Тем не менее этот монофонический текст основан на тех же предпосылках, что и захлебывающийся псевдоавантюрный театр Достоевского. Все социальные и культурные характеристики персонажей совлечены, все барьеры убраны, и люди взаимодействуют в комбинациях, удивительных даже для относительно эгалитарного советского общества.
Были в бригаде и еще какие-то люди, закутанные в тряпье, одинаково грязные и голодные, с одинаковым блеском в глазах. Кто они? Генералы? Герои испанской войны? Русские писатели? Колхозники из Волоколамска? (2: 114)
Шаламов начинает там, где Достоевский останавливается. Он прокладывает коммуникационную линию «от человека к человеку», обходя все «искусственные» барьеры. Он представляет нам людей, встречающихся в бесконечности (ибо в отсутствие непрерывного времени вселенский лагерь воспринимается как вечный[178]) в момент кризиса, перед лицом неизбежной смерти.
Просьба, с которой Шатов обращается к Ставрогину, получает буквальное (можно сказать, дословное) воплощение. Большая часть персонажей Шаламова счастливо достигла состояния не нагруженного цивилизационными, культурными и социальными условностями, чистого «человеческого голоса», и тут обнаружилось, что в этом голосе не осталось ничего человеческого и что его крайне затруднительно использовать для общения. Людям, находящимся на одном уровне дезинтеграции, не требуется обмен информацией, поскольку они существуют как единая составная личность. Собственно, использование «мы» вместо «я» типично для «Колымских рассказов». Что касается людей из – пока – разных слоев, то барьер между ними настолько велик, что является надежной преградой для какой бы то ни было коммуникации.

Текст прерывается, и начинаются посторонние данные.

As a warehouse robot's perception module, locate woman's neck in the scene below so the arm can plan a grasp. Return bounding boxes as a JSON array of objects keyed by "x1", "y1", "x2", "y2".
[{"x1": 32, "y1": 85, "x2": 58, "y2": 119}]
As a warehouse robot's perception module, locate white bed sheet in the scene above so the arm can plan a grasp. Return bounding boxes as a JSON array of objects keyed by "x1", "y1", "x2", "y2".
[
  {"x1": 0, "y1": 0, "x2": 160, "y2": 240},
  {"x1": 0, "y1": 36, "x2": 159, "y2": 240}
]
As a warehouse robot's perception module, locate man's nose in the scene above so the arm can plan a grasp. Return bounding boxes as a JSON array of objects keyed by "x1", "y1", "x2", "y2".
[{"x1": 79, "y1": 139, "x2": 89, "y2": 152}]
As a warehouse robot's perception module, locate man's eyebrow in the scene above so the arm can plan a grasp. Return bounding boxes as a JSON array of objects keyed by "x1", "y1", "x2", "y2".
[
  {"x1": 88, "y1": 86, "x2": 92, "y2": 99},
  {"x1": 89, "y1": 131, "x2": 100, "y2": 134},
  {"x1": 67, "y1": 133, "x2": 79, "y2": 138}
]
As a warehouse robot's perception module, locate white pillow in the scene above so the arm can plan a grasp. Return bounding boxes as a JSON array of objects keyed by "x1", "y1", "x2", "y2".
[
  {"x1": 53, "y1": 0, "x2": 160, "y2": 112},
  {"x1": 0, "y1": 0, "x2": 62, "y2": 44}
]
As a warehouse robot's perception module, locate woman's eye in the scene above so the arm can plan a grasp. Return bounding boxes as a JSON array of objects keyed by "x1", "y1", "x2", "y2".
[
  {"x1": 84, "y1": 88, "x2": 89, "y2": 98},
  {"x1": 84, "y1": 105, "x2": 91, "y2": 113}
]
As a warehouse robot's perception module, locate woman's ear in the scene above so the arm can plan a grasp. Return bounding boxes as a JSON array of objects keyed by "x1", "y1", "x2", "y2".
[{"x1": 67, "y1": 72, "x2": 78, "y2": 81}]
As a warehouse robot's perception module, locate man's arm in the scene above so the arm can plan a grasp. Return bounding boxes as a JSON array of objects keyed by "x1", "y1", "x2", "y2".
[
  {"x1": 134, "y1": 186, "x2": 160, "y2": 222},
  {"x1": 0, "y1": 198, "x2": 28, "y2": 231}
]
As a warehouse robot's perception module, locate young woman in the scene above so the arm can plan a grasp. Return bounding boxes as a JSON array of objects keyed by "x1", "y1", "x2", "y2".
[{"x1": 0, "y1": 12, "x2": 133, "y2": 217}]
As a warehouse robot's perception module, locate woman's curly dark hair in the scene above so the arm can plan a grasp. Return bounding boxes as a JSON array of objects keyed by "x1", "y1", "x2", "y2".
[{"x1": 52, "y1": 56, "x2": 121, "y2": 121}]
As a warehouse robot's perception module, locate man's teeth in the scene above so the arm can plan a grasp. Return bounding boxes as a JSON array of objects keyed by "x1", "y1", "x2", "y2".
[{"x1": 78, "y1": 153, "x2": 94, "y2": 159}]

Были ночи, когда никакого тепла не доходило до меня сквозь обрывки бушлата, телогрейки, и поутру я глядел на соседа, как на мертвеца, и чуть-чуть удивлялся, что мертвец жив, встает по окрику, одевается и выполняет покорно команду. (1: 399–400)
Как и о чем может разговаривать рассказчик «Сентенции», только что заново приобретший способность замечать окружающих, со своим соседом, еще не вернувшимся в теплокровные?[179]
Карнавал, который для Достоевского (во всяком случае, в рамках его восприятия в 1960–1970-х) был мощным литературным инструментом и средством выражения философской позиции, для Шаламова – не экзотика, а невыносимая повседневная, бытовая реальность лагеря, реальность, от которой следовало бежать – почти любой ценой. В «Колымских рассказах» единственный действенный способ противостоять этому карнавальному распаду (естественно, на время) – попытаться укоренить свою личность в той или иной социальной функции, существующей вне лагерной вселенной. Стать Фельдшером, Инженером, Солдатом, Писателем, социальным конструктом, действия которого диктуются требованиями работы и профессиональным кодексом, а не окружающей средой или личными предпочтениями.